From almost as long as I can remember I have seen the striking dichotomy between those Jews whose reaction to the oppression of Jews is that looking after what they perceive to be Jewish interests outweighs all other considerations, and those for whom the command emerging from Jewish history is the obligation to ensure that no human being ever again be forced to suffer as we did. I have never felt that I had the right to judge those who personally suffered oppression and survived with scarred souls. However, we must live up to God’s expectations of us.

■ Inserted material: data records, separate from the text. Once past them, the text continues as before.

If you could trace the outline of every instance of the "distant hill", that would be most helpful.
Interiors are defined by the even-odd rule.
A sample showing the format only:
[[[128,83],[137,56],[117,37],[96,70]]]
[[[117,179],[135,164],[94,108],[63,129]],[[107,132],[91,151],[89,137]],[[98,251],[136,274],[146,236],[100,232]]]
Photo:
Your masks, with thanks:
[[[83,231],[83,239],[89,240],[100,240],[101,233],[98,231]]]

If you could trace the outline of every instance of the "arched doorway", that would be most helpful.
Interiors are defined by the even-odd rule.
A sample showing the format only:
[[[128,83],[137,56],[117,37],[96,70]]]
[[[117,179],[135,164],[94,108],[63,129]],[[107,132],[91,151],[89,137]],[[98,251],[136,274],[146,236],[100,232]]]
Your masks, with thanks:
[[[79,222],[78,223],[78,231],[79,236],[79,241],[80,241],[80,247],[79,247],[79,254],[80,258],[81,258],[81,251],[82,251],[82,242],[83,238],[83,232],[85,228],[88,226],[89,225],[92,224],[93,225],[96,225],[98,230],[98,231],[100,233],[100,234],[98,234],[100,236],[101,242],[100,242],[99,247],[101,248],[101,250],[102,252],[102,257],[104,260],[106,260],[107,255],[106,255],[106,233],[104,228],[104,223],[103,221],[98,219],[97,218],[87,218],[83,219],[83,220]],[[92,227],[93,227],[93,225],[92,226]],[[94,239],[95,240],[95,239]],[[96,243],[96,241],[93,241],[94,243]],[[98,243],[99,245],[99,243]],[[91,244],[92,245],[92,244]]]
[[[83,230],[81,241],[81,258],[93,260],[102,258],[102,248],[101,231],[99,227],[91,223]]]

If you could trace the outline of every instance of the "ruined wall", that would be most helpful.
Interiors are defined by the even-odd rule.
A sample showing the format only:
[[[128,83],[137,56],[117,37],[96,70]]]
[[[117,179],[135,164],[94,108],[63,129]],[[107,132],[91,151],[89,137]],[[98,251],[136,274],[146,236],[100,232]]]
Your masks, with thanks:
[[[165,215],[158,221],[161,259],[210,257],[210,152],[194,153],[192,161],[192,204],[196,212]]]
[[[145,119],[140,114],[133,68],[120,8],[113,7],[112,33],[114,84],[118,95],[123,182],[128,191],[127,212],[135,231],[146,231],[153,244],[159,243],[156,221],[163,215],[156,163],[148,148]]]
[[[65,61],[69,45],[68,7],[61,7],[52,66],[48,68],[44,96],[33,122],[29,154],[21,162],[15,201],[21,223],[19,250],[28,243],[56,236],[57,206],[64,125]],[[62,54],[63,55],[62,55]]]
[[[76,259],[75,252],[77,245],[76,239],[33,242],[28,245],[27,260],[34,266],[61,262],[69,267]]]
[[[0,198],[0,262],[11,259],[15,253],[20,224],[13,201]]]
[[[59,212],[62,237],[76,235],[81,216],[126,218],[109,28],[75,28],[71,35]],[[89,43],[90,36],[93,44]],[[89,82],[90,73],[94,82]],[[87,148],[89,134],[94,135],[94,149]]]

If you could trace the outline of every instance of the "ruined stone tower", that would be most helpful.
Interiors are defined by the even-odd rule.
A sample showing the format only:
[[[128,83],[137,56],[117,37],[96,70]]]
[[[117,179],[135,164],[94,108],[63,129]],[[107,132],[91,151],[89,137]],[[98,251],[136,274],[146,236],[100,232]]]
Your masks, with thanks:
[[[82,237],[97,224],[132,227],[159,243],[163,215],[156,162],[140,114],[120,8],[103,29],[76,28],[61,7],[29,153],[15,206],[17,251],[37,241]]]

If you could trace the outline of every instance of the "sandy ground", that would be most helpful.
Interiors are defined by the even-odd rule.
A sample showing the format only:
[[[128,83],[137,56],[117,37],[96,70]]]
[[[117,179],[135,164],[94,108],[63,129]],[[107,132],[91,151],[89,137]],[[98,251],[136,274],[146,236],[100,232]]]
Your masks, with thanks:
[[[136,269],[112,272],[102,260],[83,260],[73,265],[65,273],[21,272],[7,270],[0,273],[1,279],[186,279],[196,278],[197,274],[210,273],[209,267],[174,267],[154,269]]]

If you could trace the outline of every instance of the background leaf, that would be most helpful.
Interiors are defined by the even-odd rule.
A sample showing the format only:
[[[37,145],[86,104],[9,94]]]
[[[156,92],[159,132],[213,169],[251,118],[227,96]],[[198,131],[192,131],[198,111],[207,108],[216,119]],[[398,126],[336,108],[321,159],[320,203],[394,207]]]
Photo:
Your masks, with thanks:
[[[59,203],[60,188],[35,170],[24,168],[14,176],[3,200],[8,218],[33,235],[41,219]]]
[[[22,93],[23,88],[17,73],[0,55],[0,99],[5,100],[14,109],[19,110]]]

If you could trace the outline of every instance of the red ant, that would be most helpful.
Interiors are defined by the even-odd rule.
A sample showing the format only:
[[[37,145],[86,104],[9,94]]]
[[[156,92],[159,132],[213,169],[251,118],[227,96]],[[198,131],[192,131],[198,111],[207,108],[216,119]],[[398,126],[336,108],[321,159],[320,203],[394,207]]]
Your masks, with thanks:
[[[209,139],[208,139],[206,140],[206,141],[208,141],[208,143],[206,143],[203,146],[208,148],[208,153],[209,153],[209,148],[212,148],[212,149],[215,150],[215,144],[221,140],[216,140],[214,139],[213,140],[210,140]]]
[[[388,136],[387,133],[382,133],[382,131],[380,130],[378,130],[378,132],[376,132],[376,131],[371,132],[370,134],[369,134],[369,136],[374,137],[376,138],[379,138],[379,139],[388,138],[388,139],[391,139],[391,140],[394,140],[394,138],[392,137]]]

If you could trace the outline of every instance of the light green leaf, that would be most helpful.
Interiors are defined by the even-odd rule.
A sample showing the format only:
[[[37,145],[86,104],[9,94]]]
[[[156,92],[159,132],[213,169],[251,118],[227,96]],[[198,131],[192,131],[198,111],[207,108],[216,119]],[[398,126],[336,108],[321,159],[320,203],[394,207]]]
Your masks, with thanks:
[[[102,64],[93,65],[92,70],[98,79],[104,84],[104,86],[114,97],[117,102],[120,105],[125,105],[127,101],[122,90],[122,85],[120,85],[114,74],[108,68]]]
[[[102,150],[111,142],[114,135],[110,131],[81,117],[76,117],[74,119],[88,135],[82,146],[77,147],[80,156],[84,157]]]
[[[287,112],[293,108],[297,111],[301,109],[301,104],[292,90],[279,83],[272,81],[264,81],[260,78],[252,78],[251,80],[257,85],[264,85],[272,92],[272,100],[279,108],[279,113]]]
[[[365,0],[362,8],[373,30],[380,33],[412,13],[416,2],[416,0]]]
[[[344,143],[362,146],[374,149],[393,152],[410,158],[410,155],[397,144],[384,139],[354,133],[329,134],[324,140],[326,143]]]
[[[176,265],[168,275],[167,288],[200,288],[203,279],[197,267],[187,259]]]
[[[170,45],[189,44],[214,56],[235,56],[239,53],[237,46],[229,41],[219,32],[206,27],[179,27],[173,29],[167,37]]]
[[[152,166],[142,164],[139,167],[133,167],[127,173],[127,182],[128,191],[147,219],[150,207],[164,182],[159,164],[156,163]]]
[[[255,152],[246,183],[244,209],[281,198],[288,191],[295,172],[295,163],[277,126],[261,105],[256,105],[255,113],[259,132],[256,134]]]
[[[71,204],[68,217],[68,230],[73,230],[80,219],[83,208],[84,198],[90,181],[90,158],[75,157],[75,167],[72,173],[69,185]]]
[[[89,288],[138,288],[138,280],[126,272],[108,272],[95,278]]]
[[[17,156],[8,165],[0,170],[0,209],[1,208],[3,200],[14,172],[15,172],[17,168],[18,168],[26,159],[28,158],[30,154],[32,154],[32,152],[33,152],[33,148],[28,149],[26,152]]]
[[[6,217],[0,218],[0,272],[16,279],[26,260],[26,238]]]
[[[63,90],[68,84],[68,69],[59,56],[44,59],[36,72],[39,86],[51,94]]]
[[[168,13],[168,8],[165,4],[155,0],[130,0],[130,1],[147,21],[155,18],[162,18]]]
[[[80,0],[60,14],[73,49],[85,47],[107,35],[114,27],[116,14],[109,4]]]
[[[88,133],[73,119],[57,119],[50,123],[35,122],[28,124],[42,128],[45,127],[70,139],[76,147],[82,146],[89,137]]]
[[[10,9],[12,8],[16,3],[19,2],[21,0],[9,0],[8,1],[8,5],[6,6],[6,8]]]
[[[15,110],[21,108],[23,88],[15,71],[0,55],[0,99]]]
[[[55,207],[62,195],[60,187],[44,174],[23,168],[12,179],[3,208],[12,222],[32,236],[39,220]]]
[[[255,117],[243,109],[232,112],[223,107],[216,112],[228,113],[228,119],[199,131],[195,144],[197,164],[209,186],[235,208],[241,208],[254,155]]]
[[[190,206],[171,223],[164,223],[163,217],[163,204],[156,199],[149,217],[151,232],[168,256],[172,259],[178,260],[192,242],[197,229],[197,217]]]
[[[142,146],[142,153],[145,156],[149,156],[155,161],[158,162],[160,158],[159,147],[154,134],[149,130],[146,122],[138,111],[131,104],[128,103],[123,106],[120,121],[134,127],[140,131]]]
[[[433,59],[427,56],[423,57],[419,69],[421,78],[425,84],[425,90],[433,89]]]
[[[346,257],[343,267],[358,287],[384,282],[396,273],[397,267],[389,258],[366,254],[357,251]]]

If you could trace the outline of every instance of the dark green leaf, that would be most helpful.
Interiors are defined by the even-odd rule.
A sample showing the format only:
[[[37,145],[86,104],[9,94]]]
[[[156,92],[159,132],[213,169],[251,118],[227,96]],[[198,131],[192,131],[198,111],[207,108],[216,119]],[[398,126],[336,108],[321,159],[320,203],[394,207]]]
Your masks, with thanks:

Five years ago, almost to the day, I wrote an open letter to then Education Minister Gideon Saar saying that we must change the way we teach Jewish history because of the way we are treating asylum seekers, and those Israelis who seek to help them. We can no longer judge those who closed their doors to us during the many times in our history that we fled for our lives. We can no longer judge those who remained silent, if we remain silent. When the asylum seekers from the very same countries are given refugee status at rates of over 90% in other countries, we can no longer refuse to properly apply the international tests to determine who is truly a refugee, grant that status to less than a handful of applicants, and then tell ourselves that these never examined applicants are actually infiltrators looking for jobs. With all the evidence about what really happens to those sent to Rwanda and Uganda, we can no longer continue to tell ourselves the lie that they will be OK in those places. We can’t decry those who said that the Jews would be a cancer threatening their cultures, when we repeat those very same words.
I am inspired by the current outcry by Israelis and Jews around the world, particularly by those who have devoted their lives to combating slander of Israel. People are preparing safe houses, and calling upon pilots not to fly planes potentially taking asylum seekers to their deaths. I am also deeply saddened that it has come to this. I am hopeful that, history will look back at this as the moment we finally looked in the mirror, didn’t see what we wanted to see, and changed the way we treat all those living among us who are weak and oppressed because they are different.
I am haunted by the charge I heard this week from Mounis Harun. After telling of how his mother was killed and village razed in Darfur, and of his many friends who were killed after leaving Israel, and of what it feels like to be called a cancer, he concluded by saying,
“”We didn’t choose to be persecuted. But, you can choose to protect us.”
On this Shabbat when we are commanded to remember, let us remember to choose morally, and not as so many chose to treat us.